The "sync_video_prompt" must always follow this split-screen pattern:

> A split-screen video showing the same motion performed by two different subjects in perfect synchronization:  
> [LEFT] <describe base subject and action>.  
> [RIGHT] <describe the substituted subject performing the same action>.

Rules:
- Both motions must be temporally identical.  
- Duration ≈ 5 seconds.  
- Camera and background remain static.  
- Include explicit [LEFT] and [RIGHT] tags.

---

## 6. Negative Motion Format

The negative motion should ideally belong to a **different semantic action category**, but stylistic or rhythmic variations within the same action are also acceptable if they yield distinct motion dynamics (e.g., slow run vs. fast sprint, calm yoga vs. dynamic stretch).

Format:
> A video of the same subject and scene performing a different motion: <new action>.  
> Keep the same camera position, lighting, and background.

Examples:
- yoga pose → sitting
- running → jumping
- stretching → standing still
- walking → turning
- lifting → dropping
- flying → landing

---

## 7. Example JSON Entries

[
  {
    "image_generation_prompt": "Generate an image of a woman performing a yoga cat stretch on a wooden deck by a calm lake at sunrise.
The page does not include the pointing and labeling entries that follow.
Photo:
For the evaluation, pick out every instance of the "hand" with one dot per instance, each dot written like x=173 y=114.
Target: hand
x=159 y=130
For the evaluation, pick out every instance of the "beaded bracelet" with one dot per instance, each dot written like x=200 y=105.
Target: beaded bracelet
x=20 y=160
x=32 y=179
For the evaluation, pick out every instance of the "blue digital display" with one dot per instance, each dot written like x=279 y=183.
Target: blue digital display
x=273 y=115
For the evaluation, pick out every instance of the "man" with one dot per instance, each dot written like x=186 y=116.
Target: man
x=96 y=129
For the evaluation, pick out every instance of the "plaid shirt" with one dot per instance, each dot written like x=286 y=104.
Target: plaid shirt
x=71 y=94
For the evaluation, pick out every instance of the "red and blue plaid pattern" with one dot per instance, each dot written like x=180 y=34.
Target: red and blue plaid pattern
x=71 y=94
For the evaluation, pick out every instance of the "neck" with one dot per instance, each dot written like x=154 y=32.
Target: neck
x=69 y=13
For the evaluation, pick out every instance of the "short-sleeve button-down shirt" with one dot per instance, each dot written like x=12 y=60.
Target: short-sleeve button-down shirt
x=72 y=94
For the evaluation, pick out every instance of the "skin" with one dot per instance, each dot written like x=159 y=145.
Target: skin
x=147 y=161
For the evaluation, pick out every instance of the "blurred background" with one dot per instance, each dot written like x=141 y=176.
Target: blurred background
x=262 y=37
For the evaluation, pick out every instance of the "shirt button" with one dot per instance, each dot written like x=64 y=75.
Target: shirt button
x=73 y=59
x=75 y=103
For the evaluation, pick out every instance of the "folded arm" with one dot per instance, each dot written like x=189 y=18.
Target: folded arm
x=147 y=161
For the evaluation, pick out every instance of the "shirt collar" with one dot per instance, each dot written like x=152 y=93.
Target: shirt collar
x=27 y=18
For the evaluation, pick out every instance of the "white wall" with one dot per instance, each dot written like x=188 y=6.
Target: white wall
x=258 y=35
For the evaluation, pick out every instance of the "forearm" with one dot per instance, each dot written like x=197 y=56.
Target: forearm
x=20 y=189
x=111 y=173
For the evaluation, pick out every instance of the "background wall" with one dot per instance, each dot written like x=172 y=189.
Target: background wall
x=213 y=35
Camera at a low side angle, soft lighting, natural reflections.",
    "image_edit_prompt": "Replace the woman with a black cat performing the same yoga cat stretch on the same deck, keeping the background, lighting, and camera fixed.",
    "sync_video_prompt": "A split-screen video showing identical motion performed by two subjects:\n[LEFT] A woman performs a yoga cat stretch on a wooden deck beside a lake.\n[RIGHT] A black cat performs the same stretch on the same deck, in perfect timing and synchronization.",
    "negative_video_prompt": "A video of the same woman sitting cross-legged and meditating on the same deck, camera and lighting unchanged."
  },
  {
    "image_generation_prompt": "Generate an image of a man running along a forest trail at sunset, dust kicking up behind him. The camera captures a side view, with golden light filtering through trees.",
    "image_edit_prompt": "Replace the man with a grey wolf in mid-run along the same trail, keeping pose, lighting, and background identical.",
    "sync_video_prompt": "A split-screen video showing identical running motion:\n[LEFT] A man runs along a forest trail at sunset.\n[RIGHT] A grey wolf runs in the same stride and timing, both captured from the same side angle.",
    "negative_video_prompt": "A video of the same man stopping to catch his breath on the same trail, camera and lighting unchanged."
  }
]

---

## 8. Output Format
- Output exactly 50 JSON entries.
- Each entry must include all 4 required fields.
- Output must be a valid JSON array (or JSONL lines if specified).
- No extra commentary or markdown formatting.

---

## 9. Writing Style
- Natural, cinematic language.
- Each field ≤ 120 words.
- Camera must remain static.
- Maintain physical realism in subject substitutions.
- Use diverse but plausible subject pairs.

---

## GOAL
Generate 50 high-quality examples for the **"Dynamic Object"** class that demonstrate motion equivalence across different subjects, with identical backgrounds and camera setups, and clear semantic or rhythmic motion differences for negatives.